Imagine a world where you could create an ad that would only be seen by blonde, expectant 23- to 25-year-old mothers and 45-year-old bald men born in the month of November.
What would you do with your newfound marketing powers? Would you target your most desired audience and grow your brand? Would you sell your services to other brands?
I’m here to tell you it’s 2016, and you absolutely can target your audience that specifically. Why aren’t we doing it more? As a business community, we move slowly and stubbornly, and most of us haven’t stopped what we’re doing long enough to take the time.
Big data is one of the carrots big marketers have used to draw us along, just like marketing to millennials through social media. The promise (or threat) of big data has crept around the corner of marketing conversations for most of my career. The reason it’s still creeping around, touted by some and discarded by others, is because it’s just another tool — one likely to be found in a dust-covered toolbox under the workbench.
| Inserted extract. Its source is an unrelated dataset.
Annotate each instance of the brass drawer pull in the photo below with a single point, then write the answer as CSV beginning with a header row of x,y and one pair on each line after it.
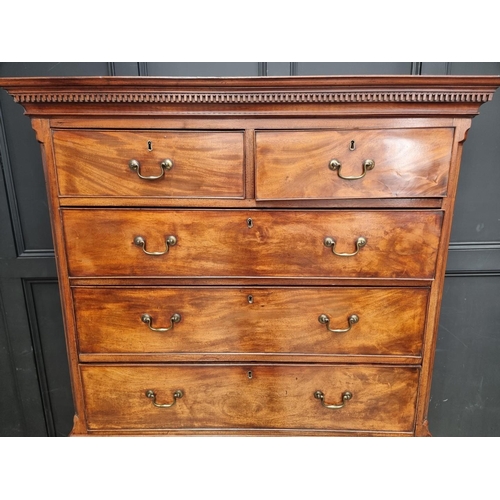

Each year a new list of marketing trends to watch pops up. Big data has been on that list for more than a decade alongside things like social media, online shopping, search engine optimization, content marketing, inbound marketing, etc.
For each “next big thing” I just listed, I could point to a very successful marketing campaign or business that doesn’t use it. I could also point to many successful campaigns taking advantage of the “next big thing.”
Adoption of these tools is fully dependent on whether you’re willing to open your mind to take the time to use them. We can operate without big data, but we can also take the time to figure it out and not only enhance our marketing but strengthen the positive relationships we have with our customers.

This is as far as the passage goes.